It was humid and hotter than the first two days of work, with the sun out for much of practice. It was the shortest of the three practices, with the players departing this afternoon for a three-day weekend before returning next week for their final four OTAs. Here's what I saw from the sideline:

*The team did a lot of situational work with a focus on the red zone. The first-team offense and defense had a fierce back-and-forth with quarterback Eli Manning failing to connect with wide receiver Sterling Shepard twice against cornerback Janoris Jenkins in the first red-zone period. The first pass to Shepard was too close to the sideline and he failed to get his feet inbounds after a leaping grab. On the second attempt, Jenkins got his hand on the football to knock it away. Shepard would catch some passes during later periods, but Jenkins won his share of battles, too. It was great to see the pair go back and forth.

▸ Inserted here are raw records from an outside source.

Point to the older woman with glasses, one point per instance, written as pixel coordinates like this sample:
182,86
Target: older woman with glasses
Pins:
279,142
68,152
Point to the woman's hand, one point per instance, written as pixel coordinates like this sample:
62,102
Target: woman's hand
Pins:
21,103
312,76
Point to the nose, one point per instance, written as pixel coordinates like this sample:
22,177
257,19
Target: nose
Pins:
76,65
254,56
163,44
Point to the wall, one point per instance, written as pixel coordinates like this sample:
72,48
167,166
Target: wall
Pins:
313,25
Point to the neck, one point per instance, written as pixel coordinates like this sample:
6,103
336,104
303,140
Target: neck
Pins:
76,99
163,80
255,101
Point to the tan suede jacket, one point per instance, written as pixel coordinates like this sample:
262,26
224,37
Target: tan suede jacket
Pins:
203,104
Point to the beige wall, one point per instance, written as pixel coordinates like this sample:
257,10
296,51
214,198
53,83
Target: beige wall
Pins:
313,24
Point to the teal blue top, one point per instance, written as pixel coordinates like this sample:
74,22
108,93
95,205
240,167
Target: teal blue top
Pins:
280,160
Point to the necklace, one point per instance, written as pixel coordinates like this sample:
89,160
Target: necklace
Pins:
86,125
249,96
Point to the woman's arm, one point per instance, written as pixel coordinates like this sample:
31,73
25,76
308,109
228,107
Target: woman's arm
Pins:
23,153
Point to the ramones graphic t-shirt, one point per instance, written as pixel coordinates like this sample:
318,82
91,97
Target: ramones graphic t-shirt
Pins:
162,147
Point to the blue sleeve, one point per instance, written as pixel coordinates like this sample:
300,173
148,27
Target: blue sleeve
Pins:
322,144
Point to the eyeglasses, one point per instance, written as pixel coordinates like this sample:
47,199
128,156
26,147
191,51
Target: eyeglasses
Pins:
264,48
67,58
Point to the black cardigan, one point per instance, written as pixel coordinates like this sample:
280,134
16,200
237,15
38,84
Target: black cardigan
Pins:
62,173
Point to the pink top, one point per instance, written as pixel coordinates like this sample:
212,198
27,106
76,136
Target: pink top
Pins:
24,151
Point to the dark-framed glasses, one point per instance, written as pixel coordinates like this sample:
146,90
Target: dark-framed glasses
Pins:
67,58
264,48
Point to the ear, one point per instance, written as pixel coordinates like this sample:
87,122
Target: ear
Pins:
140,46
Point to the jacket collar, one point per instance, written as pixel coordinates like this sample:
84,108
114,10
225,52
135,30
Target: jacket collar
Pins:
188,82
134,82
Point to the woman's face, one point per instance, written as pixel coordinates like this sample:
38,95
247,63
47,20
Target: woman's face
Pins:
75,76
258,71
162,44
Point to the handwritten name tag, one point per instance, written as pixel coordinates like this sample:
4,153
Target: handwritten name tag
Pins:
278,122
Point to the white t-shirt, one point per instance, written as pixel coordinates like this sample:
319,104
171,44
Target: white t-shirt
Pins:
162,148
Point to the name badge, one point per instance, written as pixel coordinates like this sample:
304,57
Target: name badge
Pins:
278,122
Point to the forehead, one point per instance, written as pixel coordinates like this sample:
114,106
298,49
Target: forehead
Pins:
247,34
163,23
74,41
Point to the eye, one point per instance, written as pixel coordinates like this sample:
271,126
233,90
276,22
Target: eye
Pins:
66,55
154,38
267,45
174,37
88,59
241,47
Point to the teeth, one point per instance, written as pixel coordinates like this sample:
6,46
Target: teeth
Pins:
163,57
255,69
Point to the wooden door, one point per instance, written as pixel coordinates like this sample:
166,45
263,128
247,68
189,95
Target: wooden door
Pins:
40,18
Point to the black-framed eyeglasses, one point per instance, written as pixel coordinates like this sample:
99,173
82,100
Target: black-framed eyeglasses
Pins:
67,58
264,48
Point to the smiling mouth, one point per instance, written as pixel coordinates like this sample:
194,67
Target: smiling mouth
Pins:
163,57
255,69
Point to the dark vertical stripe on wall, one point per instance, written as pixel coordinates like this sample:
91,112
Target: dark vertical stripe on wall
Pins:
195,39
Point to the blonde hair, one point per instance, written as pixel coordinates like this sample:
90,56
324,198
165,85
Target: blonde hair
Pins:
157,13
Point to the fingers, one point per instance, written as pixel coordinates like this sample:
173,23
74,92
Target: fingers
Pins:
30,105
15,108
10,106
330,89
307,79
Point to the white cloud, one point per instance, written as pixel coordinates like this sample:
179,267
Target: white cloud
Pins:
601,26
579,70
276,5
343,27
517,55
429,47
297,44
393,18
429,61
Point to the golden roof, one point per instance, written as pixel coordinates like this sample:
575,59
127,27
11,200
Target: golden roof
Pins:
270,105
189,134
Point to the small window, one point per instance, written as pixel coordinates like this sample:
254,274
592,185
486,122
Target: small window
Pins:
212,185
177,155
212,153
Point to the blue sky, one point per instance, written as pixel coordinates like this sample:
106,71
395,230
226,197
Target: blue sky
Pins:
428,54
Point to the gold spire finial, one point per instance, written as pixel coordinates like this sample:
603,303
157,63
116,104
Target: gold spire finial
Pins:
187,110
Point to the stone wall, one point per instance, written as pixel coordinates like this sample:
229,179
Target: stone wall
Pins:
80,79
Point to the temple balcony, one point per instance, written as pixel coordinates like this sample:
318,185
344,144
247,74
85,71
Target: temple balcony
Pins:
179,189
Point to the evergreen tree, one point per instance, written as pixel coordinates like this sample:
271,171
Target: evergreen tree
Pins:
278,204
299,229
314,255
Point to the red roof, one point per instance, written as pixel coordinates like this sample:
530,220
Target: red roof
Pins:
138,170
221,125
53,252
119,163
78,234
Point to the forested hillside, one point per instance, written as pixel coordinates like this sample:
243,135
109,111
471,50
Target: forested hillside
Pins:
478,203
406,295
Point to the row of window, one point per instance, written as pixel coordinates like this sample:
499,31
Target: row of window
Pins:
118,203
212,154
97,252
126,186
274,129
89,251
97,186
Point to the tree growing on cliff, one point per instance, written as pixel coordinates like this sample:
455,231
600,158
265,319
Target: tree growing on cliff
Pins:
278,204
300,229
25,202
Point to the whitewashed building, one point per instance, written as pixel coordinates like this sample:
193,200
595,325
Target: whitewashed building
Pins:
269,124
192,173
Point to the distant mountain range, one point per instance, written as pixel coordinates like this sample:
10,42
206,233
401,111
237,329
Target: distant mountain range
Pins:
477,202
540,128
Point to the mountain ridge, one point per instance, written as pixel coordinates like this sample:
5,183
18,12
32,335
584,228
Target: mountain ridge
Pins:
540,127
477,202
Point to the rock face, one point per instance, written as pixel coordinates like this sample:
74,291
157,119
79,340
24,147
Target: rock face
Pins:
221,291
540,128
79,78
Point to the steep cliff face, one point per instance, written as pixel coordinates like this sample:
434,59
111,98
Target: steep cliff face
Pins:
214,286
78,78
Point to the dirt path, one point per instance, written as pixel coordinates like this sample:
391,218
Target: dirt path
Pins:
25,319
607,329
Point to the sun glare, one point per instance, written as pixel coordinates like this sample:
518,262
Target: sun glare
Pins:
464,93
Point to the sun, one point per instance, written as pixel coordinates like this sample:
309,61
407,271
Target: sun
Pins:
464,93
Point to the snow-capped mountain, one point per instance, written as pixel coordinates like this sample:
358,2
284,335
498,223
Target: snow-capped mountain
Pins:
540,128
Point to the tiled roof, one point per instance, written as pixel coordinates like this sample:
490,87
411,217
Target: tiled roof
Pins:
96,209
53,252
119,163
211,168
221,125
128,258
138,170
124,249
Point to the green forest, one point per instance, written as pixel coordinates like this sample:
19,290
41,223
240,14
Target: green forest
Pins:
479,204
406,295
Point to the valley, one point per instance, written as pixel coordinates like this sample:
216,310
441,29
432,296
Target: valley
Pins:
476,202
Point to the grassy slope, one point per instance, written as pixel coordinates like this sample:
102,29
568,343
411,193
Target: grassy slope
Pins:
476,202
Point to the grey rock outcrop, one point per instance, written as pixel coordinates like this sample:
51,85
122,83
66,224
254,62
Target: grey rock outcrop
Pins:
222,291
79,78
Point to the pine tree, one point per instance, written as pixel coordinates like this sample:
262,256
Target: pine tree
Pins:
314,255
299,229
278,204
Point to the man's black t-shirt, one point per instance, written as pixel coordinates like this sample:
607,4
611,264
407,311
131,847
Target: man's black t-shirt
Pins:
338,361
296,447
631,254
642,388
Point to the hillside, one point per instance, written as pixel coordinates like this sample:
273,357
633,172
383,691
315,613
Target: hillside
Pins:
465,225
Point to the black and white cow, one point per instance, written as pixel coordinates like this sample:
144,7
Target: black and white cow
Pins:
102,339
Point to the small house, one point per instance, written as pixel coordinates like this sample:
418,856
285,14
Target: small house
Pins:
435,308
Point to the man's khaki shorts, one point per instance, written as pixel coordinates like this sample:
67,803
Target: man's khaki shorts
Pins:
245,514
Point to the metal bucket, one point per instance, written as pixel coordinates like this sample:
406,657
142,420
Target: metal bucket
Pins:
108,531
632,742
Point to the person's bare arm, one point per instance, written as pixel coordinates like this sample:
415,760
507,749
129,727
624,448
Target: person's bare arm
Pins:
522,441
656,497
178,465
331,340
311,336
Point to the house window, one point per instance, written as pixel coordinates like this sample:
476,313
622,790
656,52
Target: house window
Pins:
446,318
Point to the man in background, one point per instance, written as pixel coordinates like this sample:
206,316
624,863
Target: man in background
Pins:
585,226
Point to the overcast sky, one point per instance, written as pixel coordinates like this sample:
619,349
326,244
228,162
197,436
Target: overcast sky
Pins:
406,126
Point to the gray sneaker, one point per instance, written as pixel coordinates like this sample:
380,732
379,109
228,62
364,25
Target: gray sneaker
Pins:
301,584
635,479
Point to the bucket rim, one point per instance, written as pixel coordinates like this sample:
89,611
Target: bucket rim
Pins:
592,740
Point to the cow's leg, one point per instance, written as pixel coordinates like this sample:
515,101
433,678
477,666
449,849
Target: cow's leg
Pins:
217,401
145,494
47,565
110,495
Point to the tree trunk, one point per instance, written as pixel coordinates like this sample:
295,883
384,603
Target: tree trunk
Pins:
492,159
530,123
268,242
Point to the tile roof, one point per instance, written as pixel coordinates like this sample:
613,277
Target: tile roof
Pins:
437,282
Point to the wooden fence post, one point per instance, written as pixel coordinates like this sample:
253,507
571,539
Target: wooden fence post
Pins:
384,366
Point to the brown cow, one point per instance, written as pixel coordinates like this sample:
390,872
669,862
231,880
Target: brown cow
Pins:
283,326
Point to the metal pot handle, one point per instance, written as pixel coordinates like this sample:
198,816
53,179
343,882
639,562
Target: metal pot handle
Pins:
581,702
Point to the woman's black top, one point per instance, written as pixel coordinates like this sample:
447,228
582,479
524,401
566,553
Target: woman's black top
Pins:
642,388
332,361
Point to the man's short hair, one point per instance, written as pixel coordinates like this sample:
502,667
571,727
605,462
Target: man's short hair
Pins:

*Rookie quarterback Daniel Jones looked good during red-zone period, with touchdowns on his first two passes. The first went to wide receiver Cody Latimer, who ran a wicked whip route. His second touchdown went to Bennie Fowler on a quick screen. Jones’ third pass did not hit the ground, either, but it was the defense that came up with it. Jones was a bit high on a throw to wide receiver Russell Shepard, and the ball hit off his hands and then bounced off Kamrin Moore’s hands and into the grasp of Kenny Ladler in the back of the end zone. Jones continues to get more and more reps with the second team.

*Corey Ballentine is starting to get comfortable on the field. One play stuck out to me. He was playing short zone, and Jones tried to target the receiver behind him going towards the sideline. Ballentine read Jones’ intentions quickly, and was deep enough to deflect the pass. It showed very good instincts from a cornerback out of Division II Washburn University.

*The last play of practice showed exactly how competitive practice is becoming between the offense and defense. Both third teams were on the field, with Kyle Lauletta at quarterback on a third-and-seven. Whichever side of the ball lost the play would have to do pushups. The defense made the stop, but a flag was thrown indicating a defensive penalty that would have resulted in a first. The defense was about to do pushups as Pat Shurmur tried to wrap practice, until Saquon Barkley stepped in and started yelling “one more play!” Shurmur relented and had both groups line up again for one more play. This time, Lauletta hit undrafted rookie free agent receiver Reggie White Jr. on a slant for a first down. As the defense did pushups, Barkley started yelling good-naturedly to the defense, “It’s time to get stronger, you need it!”

*The final sequence of practice demonstrated how Barkley is using his own brand of leadership. He is getting more and more vocal and seems to have a really good feel of when to lead by example and when a little friendly trash talk is a good thing. He is respected throughout the locker room and his words go a long way.

*I’ve written this a few different times during spring workouts, but it’s important to reiterate: the constant energy and competition between the two sides of the ball has been extremely high throughout the spring. There has been yelling back and forth and some trash talk between the two sides, but it is never mean-spirited or nasty, which hasn’t always been the case in prior years. It’s simply both sides trying to motivate each other. If I’ve seen anything that reflects the culture that Dave Gettleman and Pat Shurmur are trying to install with this group, that’s it.

*Aldrick Rosas kicked field goals, and all his attempts came from inside 40 yards. He was a perfect four for four kicking with Zak DeOssie as the snapper and Riley Dixon as the holder. He made three of five with the second-team battery working with him. When kickers say they need a well-oiled operation to succeed on field goals, they aren’t lying.